Marriage counseling starts Friday.
I actually did go away a couple of times all by myself without guilt, but those were a few years ago and the children have become accustomed to my constant presence since then. I'm taking night classes which is shaking them up a bit (the first few classes there was a lot of crying over how can Mommy leave us. Mind you these children go to school, on playdates, have sleepovers, etc..without problem. But when they are home, they want Mommy there. "IT's your fault," said Iris. "You made us used to it."
Caroline, the actual trip is described around 7/25 (I posted from on the trip). There is discussion from around Mar. 2007 of the trip, proposed at that time.
I started making links for you, but it was too depressing.
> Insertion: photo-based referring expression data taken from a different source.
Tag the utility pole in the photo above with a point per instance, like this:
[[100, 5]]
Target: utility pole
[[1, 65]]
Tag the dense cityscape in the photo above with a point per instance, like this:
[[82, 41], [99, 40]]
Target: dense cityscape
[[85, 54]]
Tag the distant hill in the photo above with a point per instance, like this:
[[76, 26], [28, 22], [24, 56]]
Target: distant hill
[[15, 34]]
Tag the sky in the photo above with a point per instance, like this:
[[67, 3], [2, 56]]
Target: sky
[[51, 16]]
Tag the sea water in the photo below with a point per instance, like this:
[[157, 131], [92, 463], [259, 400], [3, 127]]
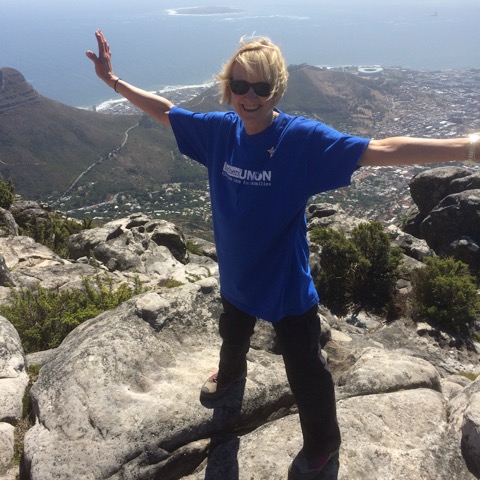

If I read all that stuff, I'll go into a rage. But that's the timeframe!
Eh, what a bitch. The kids would love to hang out with grandma. Grandmas let kids do anything. It's fabulous. It's a vacation the whole family enjoys.
Carole, I'm a little pissed off at Sober Husband. My own DH used to pull similar crap--when it was something he wanted, it was money well-spent. Something I wanted was silly and wasteful. This is especially annoying when the things I wanted would improve our house, but the things he wanted were just for him.
(And why do women so often "become" the house? A man might get a nice wristwatch for a gift, but the woman gets a wall clock. One is for a person, one is for a house.)
Anyway, I especially dislike the attitude of "Even though I will benefit from this expenditure, I will treat it as if it's only for you, and I will most certainly hold it against you later." Then, when you understandably object, you are the witch for not accepting this oh-so-gracious offer.
Well, apparently this has really touched a nerve with me! Let me say that DH grew out of most of this, and now we are on the same team (aka "the Family") and this rarely occurs anymore.
But I do hope that you get your trip and that you get to enjoy it.
Oh my. Relevant posts have been reviewed and remembered. Poor you.
Weren't you going to South by Southwest this month?
I wanted to go, but I ended up balking at having the MIL come take charge of the children, and I. & L. were going through a very clingy phase where it seemed inappropriate for me to leave them. Also, I was not on good enough terms with the S.H. to go away with him, when he was in his balky, "I am just informing you that we don't live within our means" stage. You won't catch me leaving the state limits when he's pulling that.